Photo by David Parkins in Economist
Data is the new oil. Nothing new in that. Data is everywhere. Decisions based on data always give you an edge, again nothing new in that. But you might still be making completely wrong decisions based on your data. Is this caused by a problem with your interpretation or data analysis? No, there is no problem with your interpretation and analysis of data, the problem is with your data quality!!
Data is the New Oil: Navigating Data Quality
Does your data stink?
Let’s do an exercise. Take any data point in your system. It could be your installed base. Maintaining and managing installed base details and customer details around it is the bread and butter of any industrial organization. In how many systems, do you find the equipment details duplicated? Do all your data points match with each other? Who owns the master record? Are all systems actively cleaned up to unify the data points? Again, this is something that we come across over and over again; there’s nothing new in all these problems.

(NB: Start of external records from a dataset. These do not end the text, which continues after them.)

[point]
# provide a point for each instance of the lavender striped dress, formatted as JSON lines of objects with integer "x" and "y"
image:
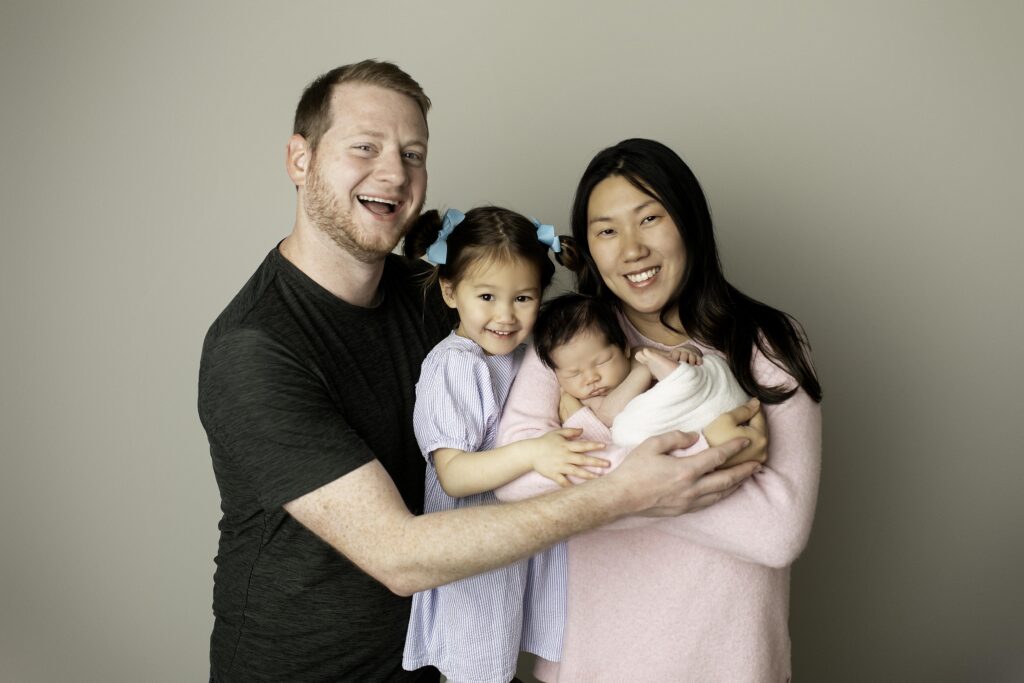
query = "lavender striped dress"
{"x": 472, "y": 630}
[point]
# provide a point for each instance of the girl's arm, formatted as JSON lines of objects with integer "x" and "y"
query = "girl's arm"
{"x": 554, "y": 456}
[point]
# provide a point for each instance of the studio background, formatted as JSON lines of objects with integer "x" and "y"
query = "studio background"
{"x": 863, "y": 165}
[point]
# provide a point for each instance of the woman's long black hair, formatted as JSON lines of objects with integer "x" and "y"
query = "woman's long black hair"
{"x": 711, "y": 310}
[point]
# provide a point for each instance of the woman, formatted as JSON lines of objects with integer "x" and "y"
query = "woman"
{"x": 705, "y": 596}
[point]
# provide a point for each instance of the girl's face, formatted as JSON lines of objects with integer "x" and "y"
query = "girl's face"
{"x": 497, "y": 303}
{"x": 636, "y": 246}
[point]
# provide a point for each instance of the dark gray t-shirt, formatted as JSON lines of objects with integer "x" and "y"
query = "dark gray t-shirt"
{"x": 296, "y": 389}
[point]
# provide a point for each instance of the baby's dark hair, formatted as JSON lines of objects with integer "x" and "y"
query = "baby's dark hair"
{"x": 487, "y": 233}
{"x": 565, "y": 316}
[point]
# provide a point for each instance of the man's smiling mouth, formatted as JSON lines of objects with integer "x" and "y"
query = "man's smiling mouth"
{"x": 378, "y": 205}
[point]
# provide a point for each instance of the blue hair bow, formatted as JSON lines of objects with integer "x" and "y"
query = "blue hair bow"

Bad data can severely impact the financial health of an organization
The world understands it, but how do we solve this problem? Needless to say, bad data not only leads to wrong decisions but can severely impact the financial health of an organization. Organizations do go for one-off data cleaning projects which help them clean the data at a given point in time. However, the data tends to go bad quickly if the cleanliness is not institutionalized. Imagine cleaning our house once a year! Will it suffice?
Data cleaning is so difficult!!
Is regular cleaning of data even possible? I would say it is not even a question. Is there a choice? If organizations do not actively pursue the strategy of maintaining the quality of data, they will quickly lose track of many things. The analytics surfaced by data points will be way off the mark. It can be completely wrong.
On the face of it, it looks like a daunting exercise. Organizations have so many systems and data constantly flowing in and out of them. Different functions do their updates which are never propagated across the organization. We have truly evolved from multiple spreadsheets in individual laptops to multiple data stores in all possible corners of an organization. And spreadsheets still have not gone away. On the contrary, they are going strong and still growing.
Is there a way out?
Building a culture of data quality as an integral part of the organizational Culture – Is the way out
Yes, but it is not so much about technology but building a culture of data quality as an important value as part of the culture of the organization. Once the aspiration is there, technology will fall in place, as data is the new oil, it should be utilized in the most appropriate manner.
The most important thing for any data quality initiative is to build a notion of a “single source of truth”. That would mean data from different systems constantly fed into the system designated as a single source of truth. The batches of data will also need cleaning, deduplication, and enrichment exercises to be performed on it. And the single source of truth should be able to make the data available to all other systems through open APIs and integrations.
I believe that in the longer run, every organization will have to go to the approach of having a “Single source of truth” which is the primary data store and all other workflow systems feeding on it to serve the business workflows and processes.
Do you have a single source of truth that maintains the quality of data as a constant exercise?